The first of the fish restaurants as one heads up the hill is the favourite of the Mrs and I. The food is great, the wine flows, the waiters are friendly and efficient and the view over the cove below is magnificent.
On one side of the cove is a small working harbour used by fisherman. At night you can see the lights on the boats as they chug slowly home. A jetty provides a breakwater for the waves although nothing much happens o it other than bridal parties posing for photos. At the far end of the cove is a concrete jetty which is totally empty. If you have seen the film Before Midnight the final scene was filmed there as it became a seaside bar for just one night.
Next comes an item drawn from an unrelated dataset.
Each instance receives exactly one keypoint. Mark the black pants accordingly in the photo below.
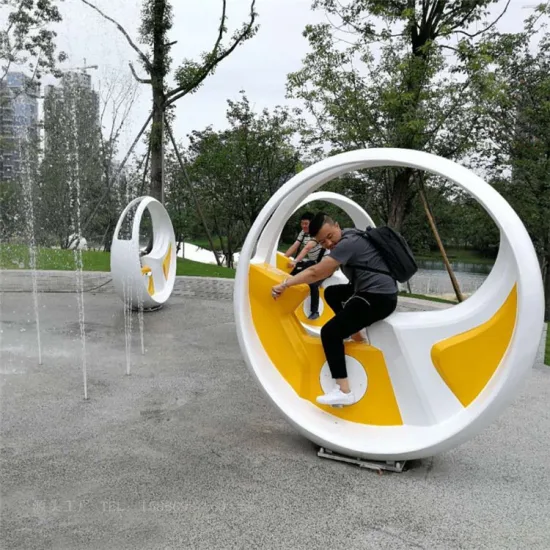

And so the other day we wandered down to the cove along a small road with not a human in sight.
3774 days ago
I had planned to be the owner of a 24 year old jeep today. I thought I had my paperwork in order as I trotted along to Kardimili police station to get my residents permit. Sadly not. I did not have that blue card which means that I am entitled to go into the execution rooms – that is to say Greek hospitals – should I fall sick.
If I do fall sick I am heading back to London. I may be ill but I do not want a minor sickness o turn into automatic death – I will take my chances with the NHS thank you. And as such I saw no reason to have this EI imposed commie state health care civil liberties infringing ID card. But now I do. One has been ordered in the UK and will be fedexed out.
And that left me sans transport. Being stuck in the hovel three miles from the nearest human being without transport struck me as imprudent but horror of all horrors there was not one car to rent in the whole of Kalamata. Hmmmm. Aged 46 ½ I have never ridden a motorbike in my life. But what better place to learn than here.
Hairpin bends, mountain roads, every driver either insane (Greek) or drunk (Northern European). What could be better?
3777 days ago
I am trying to buy a motor in Greece. I think that I have found a second hand jeep which can handle to road up to the Greek Hovel as well as taking me on longer trips. Sadly it’s not open top but it has plenty of space n the back for taking junk away. All I need now is the documents that allow me to buy in Greece.
First stop is getting a tax number. I have no intention of paying tax here. You know, when in Rome etc. etc. Well actually I am not going to be channelling any income out here as the tax rates are a joke. Lessons for lefties: if you have high tax rates people cheat the system and the take goes down.
So I took my documents to an accountant. Sadly because my Wedding Certificate is not translated she said “So you are not married in the eyes of Greece and the tax man”. Great: “what are you doing this evening I asked her?” She pretended not to understand and we tootled off to the tax office which was – oddly enough – not crowded. I counted about ten staff and three folks trying to pay tax. I think you can say that sums up Greek Government finances in a nutshell.
After a bit of chit chat I now have a tax number. Now I need a residency permit which involves a trip to see the Old Bill in Kardamili tomorrow and I am off. Mr Toad on the Road in his jeep. Toot Toot.